She didn't turn to look at him for a long moment. When she did, her expression was heavily shielded.

"Are you alright?" he asked, picking his way over to her. "Nothing serious?"

"Nothing you need worry about," Kathryn answered calmly. She looked down at the Hak.

"What was his species?"

"A Hak. Extremely dangerous, horribly complex."

"George was just scared and sick."

"George?"

"Yes. George. Everyone deserves a name." Kathryn laid her head back down and tried to curl up. The Doctor looked at her leg, the odd way it was moving drawing his attention.

"Kathryn!" he said sharply. "Your leg's been dislocated!"

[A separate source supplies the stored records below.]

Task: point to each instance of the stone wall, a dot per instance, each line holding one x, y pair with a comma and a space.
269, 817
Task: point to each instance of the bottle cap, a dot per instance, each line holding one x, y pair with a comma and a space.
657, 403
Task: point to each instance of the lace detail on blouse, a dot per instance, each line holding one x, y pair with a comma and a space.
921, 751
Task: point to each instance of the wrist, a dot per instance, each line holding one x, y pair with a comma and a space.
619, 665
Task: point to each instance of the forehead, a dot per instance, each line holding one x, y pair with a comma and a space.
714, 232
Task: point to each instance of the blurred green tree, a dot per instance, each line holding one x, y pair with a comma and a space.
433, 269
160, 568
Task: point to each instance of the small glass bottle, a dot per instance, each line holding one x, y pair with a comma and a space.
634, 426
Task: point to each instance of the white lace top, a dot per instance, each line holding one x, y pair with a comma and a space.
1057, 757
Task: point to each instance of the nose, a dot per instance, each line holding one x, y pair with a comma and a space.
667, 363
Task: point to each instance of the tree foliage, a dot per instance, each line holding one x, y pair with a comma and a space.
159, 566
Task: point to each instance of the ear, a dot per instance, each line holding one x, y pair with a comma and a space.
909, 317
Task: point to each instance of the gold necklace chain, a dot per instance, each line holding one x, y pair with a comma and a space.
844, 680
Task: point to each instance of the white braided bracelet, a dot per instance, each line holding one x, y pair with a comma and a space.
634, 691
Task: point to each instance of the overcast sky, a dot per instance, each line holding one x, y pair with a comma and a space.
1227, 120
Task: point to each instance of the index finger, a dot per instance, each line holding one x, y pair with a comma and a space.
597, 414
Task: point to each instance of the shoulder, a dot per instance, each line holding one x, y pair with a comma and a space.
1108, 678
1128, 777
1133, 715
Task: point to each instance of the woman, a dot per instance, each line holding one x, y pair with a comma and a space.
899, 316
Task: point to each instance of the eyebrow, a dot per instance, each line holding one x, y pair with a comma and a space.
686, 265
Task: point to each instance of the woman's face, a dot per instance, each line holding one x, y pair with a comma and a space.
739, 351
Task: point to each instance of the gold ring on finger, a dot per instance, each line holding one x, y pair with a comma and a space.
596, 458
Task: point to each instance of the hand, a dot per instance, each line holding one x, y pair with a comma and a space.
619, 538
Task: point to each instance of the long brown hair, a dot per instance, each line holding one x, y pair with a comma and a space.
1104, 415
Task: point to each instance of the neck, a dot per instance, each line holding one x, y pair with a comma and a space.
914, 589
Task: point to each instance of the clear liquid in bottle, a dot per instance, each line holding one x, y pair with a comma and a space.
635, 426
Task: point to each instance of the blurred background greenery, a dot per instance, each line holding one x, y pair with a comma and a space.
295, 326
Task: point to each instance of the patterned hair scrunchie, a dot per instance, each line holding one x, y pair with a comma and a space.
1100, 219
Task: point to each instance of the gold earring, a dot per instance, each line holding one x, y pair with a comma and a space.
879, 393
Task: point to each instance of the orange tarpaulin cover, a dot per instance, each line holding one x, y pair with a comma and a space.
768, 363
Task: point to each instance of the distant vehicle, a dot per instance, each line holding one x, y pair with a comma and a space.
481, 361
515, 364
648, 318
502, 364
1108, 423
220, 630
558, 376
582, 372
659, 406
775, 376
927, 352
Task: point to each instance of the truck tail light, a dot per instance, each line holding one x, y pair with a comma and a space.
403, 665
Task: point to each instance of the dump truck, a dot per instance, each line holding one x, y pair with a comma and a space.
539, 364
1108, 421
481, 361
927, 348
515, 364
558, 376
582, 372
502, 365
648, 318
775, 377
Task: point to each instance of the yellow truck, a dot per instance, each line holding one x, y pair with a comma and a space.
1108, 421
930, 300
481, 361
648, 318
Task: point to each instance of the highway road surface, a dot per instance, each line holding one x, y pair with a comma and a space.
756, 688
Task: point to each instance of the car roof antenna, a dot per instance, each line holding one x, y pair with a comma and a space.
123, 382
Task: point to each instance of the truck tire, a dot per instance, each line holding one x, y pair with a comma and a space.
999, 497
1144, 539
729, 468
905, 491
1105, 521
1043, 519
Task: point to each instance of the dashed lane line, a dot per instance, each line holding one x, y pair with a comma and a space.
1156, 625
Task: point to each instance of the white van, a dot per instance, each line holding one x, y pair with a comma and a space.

"I'll live. Besides, it will give Whiting a badly needed head start."

"Robert Whiting? The twitchy geneticist?" The Doctor couldn't picture him doing something as illegal as creating an animal without a permit. "Why would he do a daft thing like that?"

"Heroes make people do very stupid things."

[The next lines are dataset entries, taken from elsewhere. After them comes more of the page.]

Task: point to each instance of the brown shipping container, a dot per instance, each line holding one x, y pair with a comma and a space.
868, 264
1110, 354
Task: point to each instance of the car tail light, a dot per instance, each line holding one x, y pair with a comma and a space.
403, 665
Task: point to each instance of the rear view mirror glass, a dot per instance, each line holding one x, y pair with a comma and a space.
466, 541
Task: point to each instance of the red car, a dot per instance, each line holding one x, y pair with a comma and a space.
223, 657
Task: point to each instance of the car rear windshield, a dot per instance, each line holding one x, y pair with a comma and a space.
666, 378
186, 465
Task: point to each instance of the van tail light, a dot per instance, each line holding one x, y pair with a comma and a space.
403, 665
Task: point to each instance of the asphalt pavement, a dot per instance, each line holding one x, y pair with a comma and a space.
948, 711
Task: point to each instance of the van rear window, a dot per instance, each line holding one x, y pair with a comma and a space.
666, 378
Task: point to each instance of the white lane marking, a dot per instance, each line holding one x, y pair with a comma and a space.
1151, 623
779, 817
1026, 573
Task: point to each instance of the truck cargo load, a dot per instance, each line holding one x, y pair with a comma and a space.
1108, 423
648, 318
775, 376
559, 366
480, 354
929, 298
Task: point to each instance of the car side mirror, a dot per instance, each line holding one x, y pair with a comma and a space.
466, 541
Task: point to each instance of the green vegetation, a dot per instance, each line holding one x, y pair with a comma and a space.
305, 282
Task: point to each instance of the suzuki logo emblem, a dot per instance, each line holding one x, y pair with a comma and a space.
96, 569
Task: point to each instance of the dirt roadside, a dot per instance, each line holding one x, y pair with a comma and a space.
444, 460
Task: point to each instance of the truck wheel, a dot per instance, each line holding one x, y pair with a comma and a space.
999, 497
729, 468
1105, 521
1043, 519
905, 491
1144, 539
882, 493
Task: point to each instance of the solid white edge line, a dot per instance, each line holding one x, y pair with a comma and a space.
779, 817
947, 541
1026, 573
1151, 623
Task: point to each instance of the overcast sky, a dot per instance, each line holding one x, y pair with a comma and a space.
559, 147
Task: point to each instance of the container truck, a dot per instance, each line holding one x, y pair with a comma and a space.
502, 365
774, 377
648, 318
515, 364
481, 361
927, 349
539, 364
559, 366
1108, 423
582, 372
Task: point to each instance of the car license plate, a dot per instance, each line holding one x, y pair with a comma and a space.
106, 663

The Doctor gave her a look, wondering if she was hearing him correctly. "Kathryn, you need to let me fix your leg," he told her certain she was delirious from pain.

"I got it."

Kathryn sat up, struggling. The Doctor looked at her sternly. "Broken bones are one thing; dislocated limbs you need outside help on. Hold onto the Hak."

"To George."

"Fine. Whatever. Hold onto George's body."

Kathryn did as she was bidden. The Doctor grabbed a firm hold of her leg and pulled it out, and then popped it back in to its place.

Kathryn never made a sound. "There now. You should be able to walk," the Doctor told her cheerfully.

Kathryn pulled herself up, ignoring his offered hand. "I need to find Whiting." She swayed slightly. The Doctor grabbed her, fearing she would topple.

"No, what you need to do is get to Medical. Your friend George has infected a good portion of the students, and we need to find a cure."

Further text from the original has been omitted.